Character-Level vs. Line-Level vs. Word-Level Diff
Most version control tools diff at the line level — the unit of comparison is an entire line of text. This is efficient and meaningful for code, where lines correspond to statements or declarations. But line-level diffs can be coarse: if a single word changes in a long line, the entire line is marked as changed.
Document editors (Google Docs, Word's Track Changes) diff at the word or character level to show precisely which words were added or removed within a paragraph. This is more expensive but produces much more precise output for natural language text.
Web-based code review tools like GitHub use a combination: line-level diff for the primary view, with character-level highlighting within changed lines to show exactly which characters changed. This gives the best of both approaches — structural overview plus character-level precision.
Three-Way Diff and Merge
When two people edit the same file in parallel, a standard two-file diff cannot resolve the conflict automatically. Three-way diff compares three files: the common ancestor (the original before either person edited it) and the two modified versions. Changes that appear in one branch but not the other can be applied automatically. Only changes to the same section in both branches require human intervention — a merge conflict.

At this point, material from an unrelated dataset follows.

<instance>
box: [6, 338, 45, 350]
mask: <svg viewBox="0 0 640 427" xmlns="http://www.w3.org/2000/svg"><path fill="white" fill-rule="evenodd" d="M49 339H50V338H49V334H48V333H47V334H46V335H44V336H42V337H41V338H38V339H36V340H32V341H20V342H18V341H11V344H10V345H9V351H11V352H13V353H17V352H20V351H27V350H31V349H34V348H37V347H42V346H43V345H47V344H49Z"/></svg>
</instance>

Git's merge command, most IDEs' merge conflict resolution tools, and collaborative editing systems all use three-way diff as their underlying algorithm. The ancestor version is the key: without it, the tool cannot distinguish between "A changed this" and "B changed this" — it can only see that the two versions differ.
References
- Hunt, J.W., & McIlroy, M.D. (1975). An algorithm for differential file comparison. Bell Laboratories Computing Science Technical Report 41.
- Myers, E.W. (1986). An O(ND) difference algorithm and its variations. Algorithmica, 1(1–4), 251–266.
- Miller, W., & Myers, E.W. (1985). A file comparison program. Software: Practice and Experience, 15(11), 1025–1040.
- Torvalds, L. (2005). Git: Initial revision. github.com/git/git.
- Ukkonen, E. (1985). Algorithms for approximate string matching. Information and Control, 64(1–3), 100–118.